On defense, the Packers have been in shambles since losing Clay Matthews, a pass-rushing menace, in Week 6. In their last three games, the Packers have allowed 33, 31 and 47 points. “It’s not about one player,” Coach Mike McCarthy said. “It never will be.”

The Packers have taken solace in the rest of the NFC North sinking with them. The Minnesota Vikings have lost four straight after starting the season 5-0, the Detroit Lions have climbed out of a 1-3 hole but still stand at 5-4 and the Chicago Bears may or may not be using a CFL roster. Despite their struggles, the Packers stand just one game out of first place, in decent shape with potential tiebreakers.

But they are also unaccustomed to such failure. Rodgers acknowledged after the Packers’ loss to the Titans that the Packers would be playing for their jobs.

“That’s the nature of the league,” Rodgers said Sunday. “It’s a young man’s league. We got to make sure we’re playing well every week. There has to be a healthy fear as a player that if you don’t do your job, they’re gonna get rid of you. We have to go back, the focus has to pick up, the urgency has to pick up and we got to play better.”

The sentiment may apply to McCarthy as well. He has won a Super Bowl in Green Bay, but many have wondered whether his play-calling has grown stale, or if after 11 years in charge players need to hear a new voice.

“Let’s just state the facts: I’m a highly successful NFL head coach,” McCarthy said. “With that, I’ve never looked at the ride as smooth. To me, it’s always bumpy. To me, that’s the joy of it. That’s this game. That’s how hard it is in the NFL. What you did last year or in 2010, it doesn’t matter. To me, you have to stay in tune with the now. Obviously, people outside of our room don’t really appreciate the now. Personally, I enjoy these type of moments.”
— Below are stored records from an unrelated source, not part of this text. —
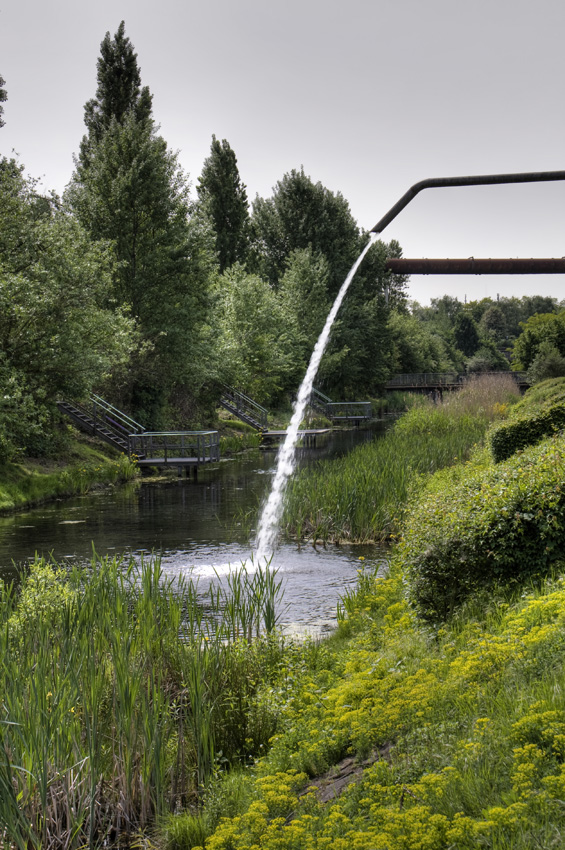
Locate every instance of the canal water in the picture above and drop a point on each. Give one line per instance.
(199, 529)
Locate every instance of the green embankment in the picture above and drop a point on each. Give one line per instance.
(85, 464)
(419, 725)
(363, 496)
(406, 735)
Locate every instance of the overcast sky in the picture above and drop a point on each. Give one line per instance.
(370, 96)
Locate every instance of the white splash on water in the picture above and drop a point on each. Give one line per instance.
(271, 514)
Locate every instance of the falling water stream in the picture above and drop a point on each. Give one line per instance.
(271, 514)
(194, 525)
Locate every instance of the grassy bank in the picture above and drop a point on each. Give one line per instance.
(122, 695)
(85, 464)
(418, 732)
(362, 497)
(131, 708)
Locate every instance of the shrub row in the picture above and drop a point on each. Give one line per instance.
(495, 525)
(510, 437)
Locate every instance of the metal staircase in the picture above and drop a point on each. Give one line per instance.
(101, 419)
(244, 408)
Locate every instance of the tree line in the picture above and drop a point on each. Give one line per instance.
(130, 286)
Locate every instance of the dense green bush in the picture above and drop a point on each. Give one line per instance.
(512, 436)
(493, 525)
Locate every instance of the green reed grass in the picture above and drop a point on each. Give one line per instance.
(27, 483)
(362, 497)
(119, 690)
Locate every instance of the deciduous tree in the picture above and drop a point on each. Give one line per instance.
(3, 99)
(224, 199)
(60, 332)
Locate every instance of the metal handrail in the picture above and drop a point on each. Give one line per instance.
(320, 396)
(174, 444)
(245, 404)
(348, 409)
(125, 421)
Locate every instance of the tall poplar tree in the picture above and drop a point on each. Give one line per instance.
(224, 197)
(128, 188)
(119, 92)
(3, 99)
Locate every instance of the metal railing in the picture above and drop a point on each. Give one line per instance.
(244, 406)
(175, 446)
(349, 410)
(443, 379)
(425, 379)
(105, 412)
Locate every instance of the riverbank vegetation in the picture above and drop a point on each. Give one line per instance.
(362, 497)
(83, 465)
(422, 724)
(131, 288)
(136, 710)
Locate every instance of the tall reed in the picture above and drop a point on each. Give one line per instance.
(362, 496)
(119, 687)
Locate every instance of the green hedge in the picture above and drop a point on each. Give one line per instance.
(495, 526)
(510, 437)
It would be foolish to count out a quarterback as talented as Rodgers. The Packers also scuffled at the end of last season, only to revive themselves in a playoff victory over the Redskins. They have a chance to reenact that resurgence Sunday night in Washington. But if they cannot reverse their funk, Rodgers will spend one of the prime seasons of his career doing something once unthinkable for him during the playoffs: Watching.